Notes on advanced settings for clusters
The points below show various important points for filling out fields in the resource configuration advanced options window:
- The selected job scheduler preset populates fields with example settings and might not apply to your cluster.
- You can use the macros
{NUM_NODES},{NUM_PROC}, and{NUM_THREADS}to refer to values in the resource configuration window. The macros correspond to the following values:-
{NUM_NODES}– The “IP/Hostname/Nodes” column in the resource configuration window. Numbers and strings are supported. -
{NUM_PROC}– The “Processes” column in the resource configuration window. Only numbers are supported. -
{NUM_THREADS}– The column “Threads” in the resource configuration window. Only numbers are supported.
-
- You can use the {PROJECT_FILE_PATH} macro to refer to the current project file path.
- When submitting jobs using Slurm, please ensure flags to request resources such as CPU, GPU, and Memory on the compute cluster are set (e.g., through --cpus-per-task, --gpus-per-node, and --mem). Otherwise, the simulation may fail or may not use all available hardware. For more information regarding flags to request resources, please refer to Slurm documentation of sbatch.

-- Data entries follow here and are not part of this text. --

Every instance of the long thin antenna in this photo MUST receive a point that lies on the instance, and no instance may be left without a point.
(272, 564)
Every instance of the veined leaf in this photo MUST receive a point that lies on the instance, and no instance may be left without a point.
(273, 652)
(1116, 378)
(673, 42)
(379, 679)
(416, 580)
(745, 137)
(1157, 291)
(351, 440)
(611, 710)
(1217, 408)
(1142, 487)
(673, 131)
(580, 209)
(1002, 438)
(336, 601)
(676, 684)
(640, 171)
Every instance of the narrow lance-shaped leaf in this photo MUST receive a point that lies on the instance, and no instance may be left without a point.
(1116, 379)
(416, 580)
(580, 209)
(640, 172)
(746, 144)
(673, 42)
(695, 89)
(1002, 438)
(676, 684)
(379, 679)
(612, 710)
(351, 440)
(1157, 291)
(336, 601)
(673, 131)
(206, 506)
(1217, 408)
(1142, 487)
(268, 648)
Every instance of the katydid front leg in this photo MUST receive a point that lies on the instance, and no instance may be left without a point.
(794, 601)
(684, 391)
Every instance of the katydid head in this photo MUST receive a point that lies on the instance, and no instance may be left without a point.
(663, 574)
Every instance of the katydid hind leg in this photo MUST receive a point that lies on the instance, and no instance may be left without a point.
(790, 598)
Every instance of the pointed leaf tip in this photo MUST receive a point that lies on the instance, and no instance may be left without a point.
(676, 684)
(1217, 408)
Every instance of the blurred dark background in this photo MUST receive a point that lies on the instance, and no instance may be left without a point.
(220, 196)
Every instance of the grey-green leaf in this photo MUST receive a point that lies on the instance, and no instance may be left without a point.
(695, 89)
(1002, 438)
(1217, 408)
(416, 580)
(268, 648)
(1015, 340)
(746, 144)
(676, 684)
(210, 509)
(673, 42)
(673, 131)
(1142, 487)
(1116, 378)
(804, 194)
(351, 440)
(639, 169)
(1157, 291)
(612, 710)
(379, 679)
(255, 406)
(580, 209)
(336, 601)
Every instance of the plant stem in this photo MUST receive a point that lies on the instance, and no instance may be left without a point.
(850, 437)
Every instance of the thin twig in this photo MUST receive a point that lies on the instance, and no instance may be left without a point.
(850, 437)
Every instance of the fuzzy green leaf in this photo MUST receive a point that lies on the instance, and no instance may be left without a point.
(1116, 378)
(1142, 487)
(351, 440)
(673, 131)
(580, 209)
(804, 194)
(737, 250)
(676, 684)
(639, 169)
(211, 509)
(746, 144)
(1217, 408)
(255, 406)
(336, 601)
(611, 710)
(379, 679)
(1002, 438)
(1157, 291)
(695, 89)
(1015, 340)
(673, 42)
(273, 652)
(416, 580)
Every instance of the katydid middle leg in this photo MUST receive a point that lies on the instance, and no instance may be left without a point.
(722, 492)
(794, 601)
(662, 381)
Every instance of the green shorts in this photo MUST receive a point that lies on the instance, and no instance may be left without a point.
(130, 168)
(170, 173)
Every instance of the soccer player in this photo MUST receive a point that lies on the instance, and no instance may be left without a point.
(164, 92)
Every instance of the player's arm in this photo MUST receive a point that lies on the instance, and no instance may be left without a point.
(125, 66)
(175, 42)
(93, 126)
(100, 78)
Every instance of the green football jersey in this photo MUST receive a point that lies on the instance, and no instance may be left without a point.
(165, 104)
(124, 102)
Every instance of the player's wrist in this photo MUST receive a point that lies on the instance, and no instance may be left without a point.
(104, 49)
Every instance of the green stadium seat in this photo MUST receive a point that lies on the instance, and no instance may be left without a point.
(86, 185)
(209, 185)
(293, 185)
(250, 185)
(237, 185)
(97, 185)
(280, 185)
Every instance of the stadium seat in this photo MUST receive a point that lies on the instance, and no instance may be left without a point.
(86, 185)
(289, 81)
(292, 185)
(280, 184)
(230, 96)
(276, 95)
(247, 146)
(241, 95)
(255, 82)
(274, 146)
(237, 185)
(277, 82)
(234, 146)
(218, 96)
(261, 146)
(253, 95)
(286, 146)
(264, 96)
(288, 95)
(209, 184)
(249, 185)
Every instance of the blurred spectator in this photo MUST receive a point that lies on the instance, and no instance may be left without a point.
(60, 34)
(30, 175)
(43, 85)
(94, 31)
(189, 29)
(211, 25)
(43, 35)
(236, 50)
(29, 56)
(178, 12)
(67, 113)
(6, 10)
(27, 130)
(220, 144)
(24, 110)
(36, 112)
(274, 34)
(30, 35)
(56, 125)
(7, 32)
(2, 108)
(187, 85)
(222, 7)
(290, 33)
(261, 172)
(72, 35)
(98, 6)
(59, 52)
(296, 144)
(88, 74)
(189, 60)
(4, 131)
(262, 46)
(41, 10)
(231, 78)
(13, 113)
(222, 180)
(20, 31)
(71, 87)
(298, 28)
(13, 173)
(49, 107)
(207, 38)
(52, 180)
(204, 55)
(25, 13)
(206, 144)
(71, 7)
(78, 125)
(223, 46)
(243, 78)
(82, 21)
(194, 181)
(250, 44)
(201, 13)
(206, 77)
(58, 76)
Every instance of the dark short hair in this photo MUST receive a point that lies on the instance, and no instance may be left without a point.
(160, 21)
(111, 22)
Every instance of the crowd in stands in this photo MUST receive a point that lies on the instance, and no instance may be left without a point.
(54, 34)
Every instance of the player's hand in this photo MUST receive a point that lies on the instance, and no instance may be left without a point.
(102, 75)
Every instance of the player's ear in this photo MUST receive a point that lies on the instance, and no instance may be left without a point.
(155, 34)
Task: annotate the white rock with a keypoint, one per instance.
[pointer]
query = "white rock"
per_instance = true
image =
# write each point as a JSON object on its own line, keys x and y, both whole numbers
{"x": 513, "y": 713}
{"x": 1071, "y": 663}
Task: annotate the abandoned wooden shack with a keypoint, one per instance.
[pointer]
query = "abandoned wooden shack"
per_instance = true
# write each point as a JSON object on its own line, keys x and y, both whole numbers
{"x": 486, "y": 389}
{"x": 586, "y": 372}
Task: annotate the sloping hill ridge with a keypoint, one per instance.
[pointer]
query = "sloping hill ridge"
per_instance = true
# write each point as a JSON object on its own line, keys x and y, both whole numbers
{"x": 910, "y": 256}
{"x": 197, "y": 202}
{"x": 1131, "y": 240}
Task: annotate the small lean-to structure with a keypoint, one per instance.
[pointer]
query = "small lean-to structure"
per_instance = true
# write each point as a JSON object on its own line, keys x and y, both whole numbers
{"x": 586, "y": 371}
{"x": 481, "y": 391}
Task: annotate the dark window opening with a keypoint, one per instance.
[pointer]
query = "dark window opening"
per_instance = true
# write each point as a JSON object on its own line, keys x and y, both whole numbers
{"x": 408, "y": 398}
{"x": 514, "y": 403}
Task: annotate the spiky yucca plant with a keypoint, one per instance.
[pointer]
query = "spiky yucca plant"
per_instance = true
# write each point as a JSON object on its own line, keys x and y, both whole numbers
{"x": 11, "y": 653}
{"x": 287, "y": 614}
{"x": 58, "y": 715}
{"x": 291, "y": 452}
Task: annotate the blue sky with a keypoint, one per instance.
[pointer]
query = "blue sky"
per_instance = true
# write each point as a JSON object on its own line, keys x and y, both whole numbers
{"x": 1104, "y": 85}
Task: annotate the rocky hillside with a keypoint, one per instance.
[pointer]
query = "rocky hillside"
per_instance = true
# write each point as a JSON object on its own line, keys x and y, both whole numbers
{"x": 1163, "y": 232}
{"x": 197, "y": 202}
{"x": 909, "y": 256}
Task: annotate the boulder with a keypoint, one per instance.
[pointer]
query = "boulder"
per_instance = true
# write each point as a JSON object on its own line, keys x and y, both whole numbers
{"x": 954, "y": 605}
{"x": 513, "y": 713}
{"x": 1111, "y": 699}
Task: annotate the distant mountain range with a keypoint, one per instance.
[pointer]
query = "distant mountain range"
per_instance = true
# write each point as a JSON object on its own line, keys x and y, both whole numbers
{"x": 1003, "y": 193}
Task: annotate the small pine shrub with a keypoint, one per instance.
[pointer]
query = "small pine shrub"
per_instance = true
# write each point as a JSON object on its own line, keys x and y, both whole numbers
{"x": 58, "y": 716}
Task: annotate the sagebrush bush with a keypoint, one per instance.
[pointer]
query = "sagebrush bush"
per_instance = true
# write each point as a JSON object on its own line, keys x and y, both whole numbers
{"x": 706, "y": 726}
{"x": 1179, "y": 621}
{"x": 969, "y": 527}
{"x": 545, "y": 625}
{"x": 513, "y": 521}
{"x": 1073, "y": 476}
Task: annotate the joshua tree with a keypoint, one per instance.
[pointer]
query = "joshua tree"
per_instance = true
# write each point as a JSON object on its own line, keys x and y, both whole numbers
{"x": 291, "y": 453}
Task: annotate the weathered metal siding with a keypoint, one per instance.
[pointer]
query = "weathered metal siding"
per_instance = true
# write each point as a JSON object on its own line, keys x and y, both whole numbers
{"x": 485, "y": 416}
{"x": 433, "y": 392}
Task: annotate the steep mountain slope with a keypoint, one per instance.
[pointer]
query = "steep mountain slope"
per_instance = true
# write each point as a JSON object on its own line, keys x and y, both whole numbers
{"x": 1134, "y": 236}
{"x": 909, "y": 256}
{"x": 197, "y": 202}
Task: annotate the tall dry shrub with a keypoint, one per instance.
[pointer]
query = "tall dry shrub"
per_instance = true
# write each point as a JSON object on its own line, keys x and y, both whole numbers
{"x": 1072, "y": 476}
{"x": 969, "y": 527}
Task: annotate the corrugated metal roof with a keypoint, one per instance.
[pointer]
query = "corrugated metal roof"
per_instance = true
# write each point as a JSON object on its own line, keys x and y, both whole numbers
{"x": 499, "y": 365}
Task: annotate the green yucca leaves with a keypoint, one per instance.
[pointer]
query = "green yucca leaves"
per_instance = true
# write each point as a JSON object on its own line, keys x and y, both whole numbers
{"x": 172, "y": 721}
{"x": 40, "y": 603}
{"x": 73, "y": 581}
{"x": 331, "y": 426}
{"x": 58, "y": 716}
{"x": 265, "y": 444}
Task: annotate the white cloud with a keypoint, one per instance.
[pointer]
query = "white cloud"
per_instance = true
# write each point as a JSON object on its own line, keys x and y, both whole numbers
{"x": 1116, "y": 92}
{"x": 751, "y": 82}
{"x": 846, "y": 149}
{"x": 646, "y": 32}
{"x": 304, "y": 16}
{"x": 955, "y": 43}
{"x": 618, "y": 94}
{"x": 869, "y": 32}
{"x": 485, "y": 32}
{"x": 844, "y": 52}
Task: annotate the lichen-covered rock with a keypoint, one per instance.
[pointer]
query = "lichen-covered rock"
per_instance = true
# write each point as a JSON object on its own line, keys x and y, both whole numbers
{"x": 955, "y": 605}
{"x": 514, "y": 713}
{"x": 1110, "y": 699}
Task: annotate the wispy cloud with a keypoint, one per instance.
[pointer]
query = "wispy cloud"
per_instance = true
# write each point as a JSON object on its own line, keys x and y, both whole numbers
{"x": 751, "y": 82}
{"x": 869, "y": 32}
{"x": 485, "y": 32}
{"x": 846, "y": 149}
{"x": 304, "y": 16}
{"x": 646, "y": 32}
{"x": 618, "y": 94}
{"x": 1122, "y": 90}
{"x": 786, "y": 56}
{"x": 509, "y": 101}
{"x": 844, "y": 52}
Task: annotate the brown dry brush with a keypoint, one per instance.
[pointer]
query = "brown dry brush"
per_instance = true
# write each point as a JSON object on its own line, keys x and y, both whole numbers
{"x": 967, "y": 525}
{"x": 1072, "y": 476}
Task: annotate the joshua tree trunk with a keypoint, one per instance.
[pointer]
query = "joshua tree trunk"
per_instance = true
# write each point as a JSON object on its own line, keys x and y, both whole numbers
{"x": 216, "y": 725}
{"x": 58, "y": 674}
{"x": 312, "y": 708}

Submitting jobs to your job scheduler from your local computer
If you would like to launch jobs from your local computer for a more seamless experience, you can configure Lumerical on your local computer following the same steps as above and enable ssh by setting up the file "job_scheduler_input.json". The configuration with a JSON file was introduced with Lumerical 2023 R2.2 release. With previous versions, you will have to modify the .py file corresponding to your job scheduler.
JSON file template
The template (job_scheduler_input.json) can be found in the Lumerical installation folder:
-
Windows: (default install path)
C:\Program Files\Lumerical\[[verpath]]\scripts\job_schedulers
-
Linux: (default install path)
/opt/lumerical/[[verpath]]/scripts/job_schedulers
Contents of "job_scheduler_input.json":
{
"user_name":"{your_username}",
"use_ssh":1,
"use_scp":1,
"cluster_cwd":"/{path/to/simulation/files/on/the/cluster}/",
"master_node_ip":"{head-node-ip}",
"ssh_key":"~/.ssh/id_rsa",
"path_translation": ["",""]
}Using the JSON file
You can use the JSON file by copying it to you user’s “home folder” and editing it, the home directory are shown below. Lumerical products will automatically read from it when launching a cluster job.
Note: Lumerical products looks for the exact file name, do not rename the JSON file after moving it.
Linux:
~/.config/LumericalWindows:
%APPDATA%\LumericalFields of the JSON file
The table below explains each field of the JSON file.
| Parameter | Description |
|---|---|
user_name |
Your user name on the master node. If left empty, the user name will be dynamically assigned using
|
use_ssh |
If set to 1, ssh* is used to run the submission command on the master node. |
use_scp |
If set to 1, the simulation files will be copied to the master node using scp*. |
cluster_cwd |
Shared folder where the simulation files will be copied to when use_scp=1.
|
head_node_ip |
IP address or hostname of the master node used for the remote connection and job submission. |
ssh_key |
Location of your private ssh key for passwordless connection. |
path_translation |
Can be used to translate the paths when there is a shared file system on Windows to a Linux cluster. Use unix-style path delimiters '/':
|
Important
To submit jobs from your local computer to a Linux cluster, set user_ssh and use_scp to 1. Set head-node-ip to the head node's IP address. This method will copy your simulation file to the remote server using scp*, launch the job with ssh*, and copy all the generated files back to your local computer at the end.
Note: On Windows, you need to ensure SSH and SCP are added to the system's PATH. Depending on Windows' version, you can install Git Bash or OpenSSH for Windows.
Results
You can now run any Lumerical simulation (single, sweeps, optimizations, etc.) directly from the CAD's Job Manager.